The problem, on all sides, is not the absence of conscience. All sides are abundantly, fervently, catastrophically convinced of their own goodness. That is precisely the problem. It has always been the problem. We keep failing to name it clearly because doing so requires saying something that democratic governments, religious institutions, and the diplomatic frameworks built to manage relations between them are all, in their different ways, structurally unwilling to say.
The most dangerous person in any room is not the one who knows they might be wrong. It’s the one who knows, with absolute and prayerful certainty, that they are right.
This is not, finally, a story about religion. Or rather — it is not only that. The theological frameworks active in Washington, Jerusalem, and Tehran differ in every detail: different texts, different prophets, different eschatologies, different jurisprudential traditions accumulated across different centuries. What they share isn’t content. It is structure. Absolute conviction. Mandate perceived as divine or cosmic or historically inevitable. Violence placed beyond the reach of human accountability.
That structure is not the exclusive property of religion. The twentieth century’s most horrific and catastrophic violence was perpetrated by explicitly secular states — Nazi Germany, Stalinist Russia — operating with quasi-religious certainty about race, history, and the predetermined direction of material forces. They killed more people in fifty years than the crusades managed in two centuries. The problem, then, is not God. It is certainty. Religion is simply the oldest, most refined, most deeply embedded delivery mechanism for it — the one with the longest reach into human psychology and the most thoroughly tested capacity to make educated people not just willing to die but eager to, and to experience the killing of others as a sacred obligation.

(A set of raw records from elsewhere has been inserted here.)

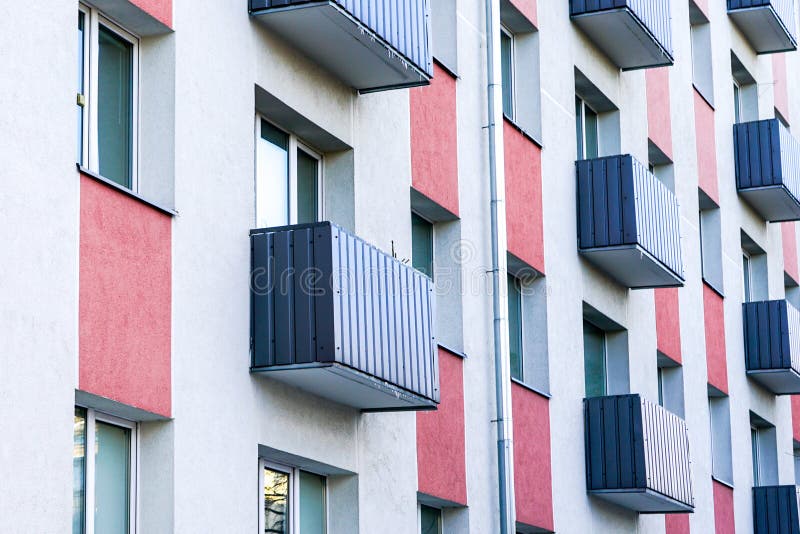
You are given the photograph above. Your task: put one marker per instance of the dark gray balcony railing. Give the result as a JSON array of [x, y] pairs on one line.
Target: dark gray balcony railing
[[637, 455], [635, 34], [772, 345], [336, 316], [769, 25], [767, 161], [628, 222], [371, 45], [775, 510]]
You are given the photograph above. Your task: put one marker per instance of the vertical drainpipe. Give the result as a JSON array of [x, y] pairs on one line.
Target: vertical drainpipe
[[497, 184]]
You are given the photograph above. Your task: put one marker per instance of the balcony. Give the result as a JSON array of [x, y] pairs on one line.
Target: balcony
[[335, 316], [767, 161], [775, 510], [634, 34], [767, 24], [372, 46], [772, 345], [628, 223], [637, 455]]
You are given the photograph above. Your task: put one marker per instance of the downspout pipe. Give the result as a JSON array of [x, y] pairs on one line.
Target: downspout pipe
[[502, 360]]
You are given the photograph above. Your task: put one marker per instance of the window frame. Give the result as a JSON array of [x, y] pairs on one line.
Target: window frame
[[93, 19], [92, 417], [295, 144], [293, 505]]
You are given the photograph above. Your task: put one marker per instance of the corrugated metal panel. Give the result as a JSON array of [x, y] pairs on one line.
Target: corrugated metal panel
[[402, 24], [653, 14], [636, 445], [320, 294], [775, 510], [621, 203]]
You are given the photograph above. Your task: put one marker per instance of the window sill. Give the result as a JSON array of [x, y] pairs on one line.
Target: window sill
[[124, 190]]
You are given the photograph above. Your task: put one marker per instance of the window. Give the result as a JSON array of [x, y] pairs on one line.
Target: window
[[430, 520], [294, 501], [288, 179], [104, 467], [507, 68], [594, 360], [107, 91], [421, 244], [515, 326], [585, 130]]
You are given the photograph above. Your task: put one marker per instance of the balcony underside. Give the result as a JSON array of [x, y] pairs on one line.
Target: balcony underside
[[632, 266], [624, 39], [339, 43], [778, 381], [763, 30], [644, 501], [774, 203], [347, 386]]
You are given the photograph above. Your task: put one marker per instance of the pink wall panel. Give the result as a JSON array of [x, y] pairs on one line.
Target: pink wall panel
[[125, 298], [723, 509], [532, 470], [668, 322], [789, 233], [659, 122], [158, 9], [714, 317], [706, 147], [676, 524], [523, 167], [781, 89], [441, 464], [434, 140]]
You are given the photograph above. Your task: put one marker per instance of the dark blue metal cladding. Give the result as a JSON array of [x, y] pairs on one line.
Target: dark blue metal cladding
[[775, 510], [321, 295], [652, 14], [403, 24]]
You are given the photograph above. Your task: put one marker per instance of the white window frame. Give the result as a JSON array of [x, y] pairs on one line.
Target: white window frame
[[293, 505], [93, 19], [295, 144], [92, 416]]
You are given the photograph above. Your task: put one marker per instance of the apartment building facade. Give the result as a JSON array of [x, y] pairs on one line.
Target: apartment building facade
[[258, 255]]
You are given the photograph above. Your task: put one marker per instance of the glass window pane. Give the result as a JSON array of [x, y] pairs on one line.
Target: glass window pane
[[507, 66], [421, 245], [276, 502], [312, 503], [594, 360], [115, 107], [307, 187], [112, 482], [591, 133], [272, 177], [430, 520], [515, 327], [79, 471]]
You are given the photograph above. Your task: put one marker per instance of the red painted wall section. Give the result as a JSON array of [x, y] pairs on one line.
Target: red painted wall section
[[781, 89], [441, 456], [158, 9], [533, 485], [523, 169], [723, 509], [706, 147], [125, 294], [676, 524], [434, 140], [659, 122], [668, 322], [714, 316], [789, 234]]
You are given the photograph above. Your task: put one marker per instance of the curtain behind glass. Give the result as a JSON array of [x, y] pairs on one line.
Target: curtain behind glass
[[112, 480]]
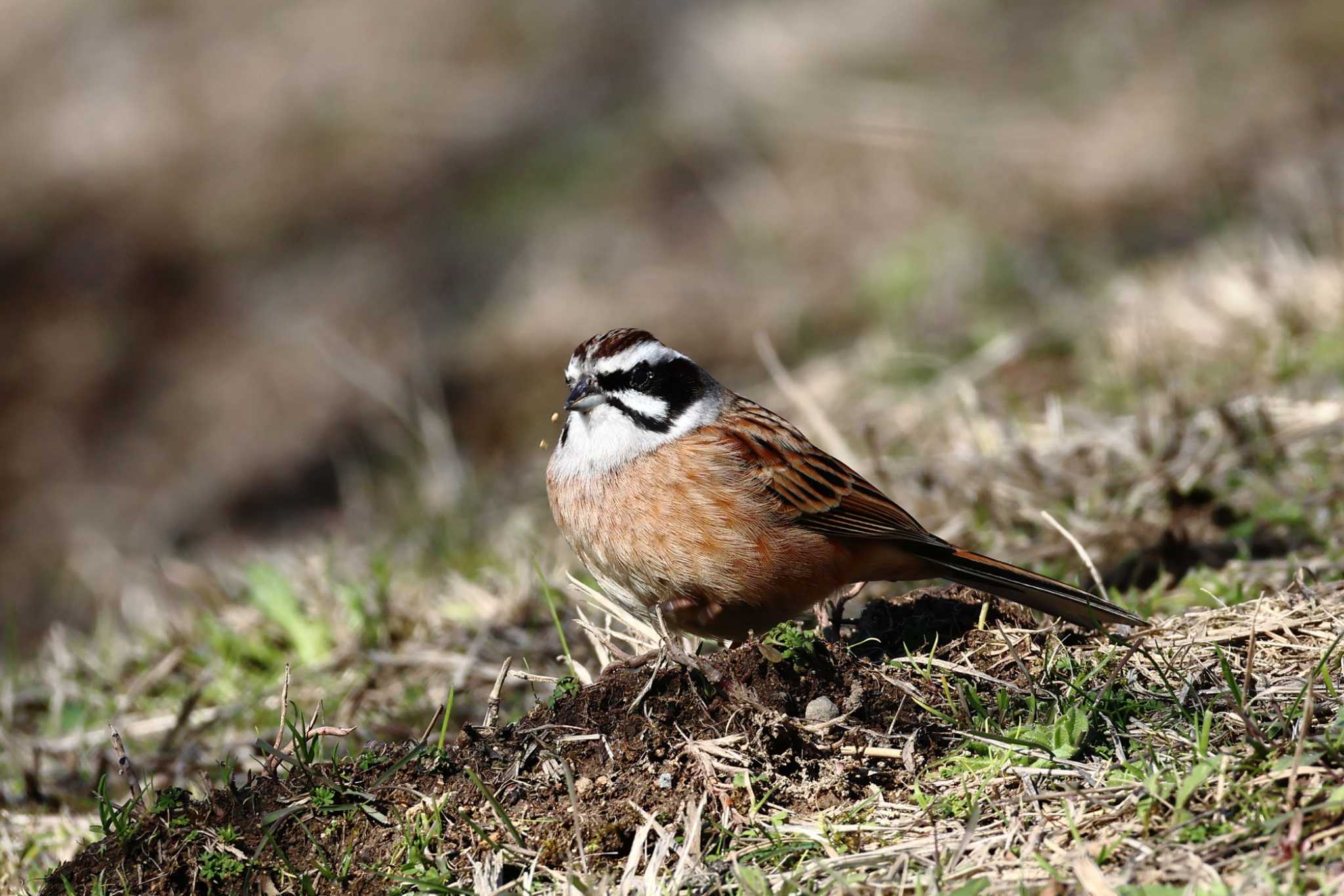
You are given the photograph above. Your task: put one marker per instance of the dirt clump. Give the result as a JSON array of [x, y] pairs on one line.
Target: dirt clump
[[639, 743]]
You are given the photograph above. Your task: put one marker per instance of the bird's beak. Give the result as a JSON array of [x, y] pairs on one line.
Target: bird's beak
[[585, 396]]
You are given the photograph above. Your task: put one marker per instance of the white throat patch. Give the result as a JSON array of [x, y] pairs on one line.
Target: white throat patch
[[602, 439]]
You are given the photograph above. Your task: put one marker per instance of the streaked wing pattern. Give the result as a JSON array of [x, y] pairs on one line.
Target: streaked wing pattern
[[815, 488]]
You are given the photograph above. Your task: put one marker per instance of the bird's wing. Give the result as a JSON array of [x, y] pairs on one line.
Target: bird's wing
[[814, 488]]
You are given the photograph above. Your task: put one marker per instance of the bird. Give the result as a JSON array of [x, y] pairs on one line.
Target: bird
[[691, 502]]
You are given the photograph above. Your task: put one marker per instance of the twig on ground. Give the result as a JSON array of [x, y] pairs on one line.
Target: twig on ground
[[429, 729], [492, 706], [273, 761], [124, 766]]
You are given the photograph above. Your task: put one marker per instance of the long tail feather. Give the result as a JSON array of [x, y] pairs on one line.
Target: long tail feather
[[1034, 590]]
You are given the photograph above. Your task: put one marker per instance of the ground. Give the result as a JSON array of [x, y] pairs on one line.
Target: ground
[[987, 754]]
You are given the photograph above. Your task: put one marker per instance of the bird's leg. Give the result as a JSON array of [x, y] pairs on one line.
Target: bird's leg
[[673, 649], [831, 611], [668, 648]]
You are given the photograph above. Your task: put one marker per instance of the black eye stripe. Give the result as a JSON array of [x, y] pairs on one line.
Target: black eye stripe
[[644, 421], [678, 382]]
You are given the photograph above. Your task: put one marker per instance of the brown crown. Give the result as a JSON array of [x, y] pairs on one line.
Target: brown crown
[[613, 343]]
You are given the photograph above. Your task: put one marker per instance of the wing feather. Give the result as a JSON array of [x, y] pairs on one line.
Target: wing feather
[[812, 487]]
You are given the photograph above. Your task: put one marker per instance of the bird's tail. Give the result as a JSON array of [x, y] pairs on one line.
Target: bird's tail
[[1034, 590]]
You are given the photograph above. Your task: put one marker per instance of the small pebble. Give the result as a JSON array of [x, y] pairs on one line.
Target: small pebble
[[822, 710]]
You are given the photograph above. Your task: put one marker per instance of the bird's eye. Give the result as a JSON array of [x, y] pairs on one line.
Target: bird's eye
[[641, 377]]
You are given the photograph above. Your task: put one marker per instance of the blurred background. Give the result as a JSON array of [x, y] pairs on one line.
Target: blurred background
[[288, 292], [308, 275]]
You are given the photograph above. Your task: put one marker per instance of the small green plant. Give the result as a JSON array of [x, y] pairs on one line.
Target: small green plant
[[566, 687], [115, 821], [324, 797], [218, 866], [795, 644]]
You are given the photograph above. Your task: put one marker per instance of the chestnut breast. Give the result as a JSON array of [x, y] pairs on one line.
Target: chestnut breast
[[687, 519]]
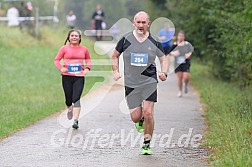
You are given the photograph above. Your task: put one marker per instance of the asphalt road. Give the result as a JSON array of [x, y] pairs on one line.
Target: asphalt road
[[107, 136]]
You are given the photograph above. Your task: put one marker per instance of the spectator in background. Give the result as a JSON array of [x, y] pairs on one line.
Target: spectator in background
[[98, 18], [12, 15], [71, 20]]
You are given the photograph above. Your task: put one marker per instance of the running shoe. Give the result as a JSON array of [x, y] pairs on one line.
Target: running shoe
[[70, 113], [179, 94], [146, 150], [140, 125], [186, 89], [75, 124]]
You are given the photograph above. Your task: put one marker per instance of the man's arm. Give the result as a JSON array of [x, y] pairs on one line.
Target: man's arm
[[115, 65]]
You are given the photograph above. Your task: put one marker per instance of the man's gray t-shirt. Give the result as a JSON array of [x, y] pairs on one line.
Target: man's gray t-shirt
[[139, 59]]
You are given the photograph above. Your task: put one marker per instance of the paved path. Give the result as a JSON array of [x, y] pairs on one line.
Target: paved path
[[107, 137]]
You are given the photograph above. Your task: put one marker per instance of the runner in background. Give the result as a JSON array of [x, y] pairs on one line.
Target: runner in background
[[73, 72], [182, 52], [12, 15], [98, 18], [165, 36]]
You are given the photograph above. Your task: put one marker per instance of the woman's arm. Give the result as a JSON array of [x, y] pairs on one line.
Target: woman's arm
[[58, 58]]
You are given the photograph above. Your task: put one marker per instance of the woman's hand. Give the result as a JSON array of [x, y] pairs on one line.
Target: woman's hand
[[63, 69]]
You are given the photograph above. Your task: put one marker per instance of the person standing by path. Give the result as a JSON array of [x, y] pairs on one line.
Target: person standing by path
[[139, 50], [73, 72], [182, 52]]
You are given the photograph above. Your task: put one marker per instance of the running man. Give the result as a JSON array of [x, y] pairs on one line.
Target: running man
[[182, 52], [98, 18], [139, 50], [73, 72]]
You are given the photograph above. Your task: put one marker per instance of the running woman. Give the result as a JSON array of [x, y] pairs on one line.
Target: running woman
[[73, 72], [182, 52], [139, 50]]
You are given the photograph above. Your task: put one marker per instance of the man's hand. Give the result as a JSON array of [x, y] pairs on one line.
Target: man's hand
[[63, 69], [117, 75], [162, 76], [86, 71]]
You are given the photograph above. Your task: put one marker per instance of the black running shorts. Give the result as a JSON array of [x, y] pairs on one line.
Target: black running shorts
[[135, 96]]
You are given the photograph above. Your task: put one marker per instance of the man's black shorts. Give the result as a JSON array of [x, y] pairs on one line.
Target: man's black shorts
[[183, 68], [167, 50], [135, 96]]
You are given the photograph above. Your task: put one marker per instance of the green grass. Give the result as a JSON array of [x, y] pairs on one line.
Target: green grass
[[229, 117], [30, 84]]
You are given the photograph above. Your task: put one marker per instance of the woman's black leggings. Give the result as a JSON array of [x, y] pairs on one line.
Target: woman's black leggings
[[73, 87]]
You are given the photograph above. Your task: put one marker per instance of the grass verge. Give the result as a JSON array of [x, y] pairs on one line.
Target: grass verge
[[229, 117], [30, 84]]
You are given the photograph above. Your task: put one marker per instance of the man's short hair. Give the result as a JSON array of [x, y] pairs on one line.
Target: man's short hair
[[142, 12]]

Which raises a question that this war — and the last war, and the one before that — has not yet forced us to ask with sufficient solemnity. Whether homo sapiens is, at the level of cognitive architecture, equipped to survive its own capacity for absolute certainty. The anthropological evidence is not reassuring. The disposition toward unfalsifiable belief appears to be hardwired — it emerges universally across cultures, develops in children without instruction, and served genuine adaptive purposes when the species lived in small groups on the African savanna, where shared certainty about invisible forces promoted the cohesion and cooperation that kept the group alive. That was then. The same cognitive architecture, operating at a civilisational scale, with the weapons and the reach that human society has produced, is a different proposition entirely. A tool shaped for the Pleistocene, now running three nuclear-adjacent states simultaneously, each locked into a story about how history ends.
We have built institutions to manage the competition between interests. We have built some, imperfectly, to manage the competition between ideologies. We have built almost nothing capable of remaining accountable when power has decided it answers only to God — or to History, or to Race, or to any of the other names that absolute certainty has worn across the centuries. The gap between the destructive capacity we have developed and the institutional wisdom we have accumulated to govern it has never been wider. And it’s into that gap that the prayers are falling — from Washington, from Jerusalem, from Tehran — each one certain of its address, each one landing in the same silence.
Whether that silence is the silence of an absent God or simply the silence of a universe indifferent to our certainties is, in one sense, the oldest question our species has asked. In another sense, for the first time in our history, it’s also an urgent practical one. We don’t have the luxury of leaving it to theology.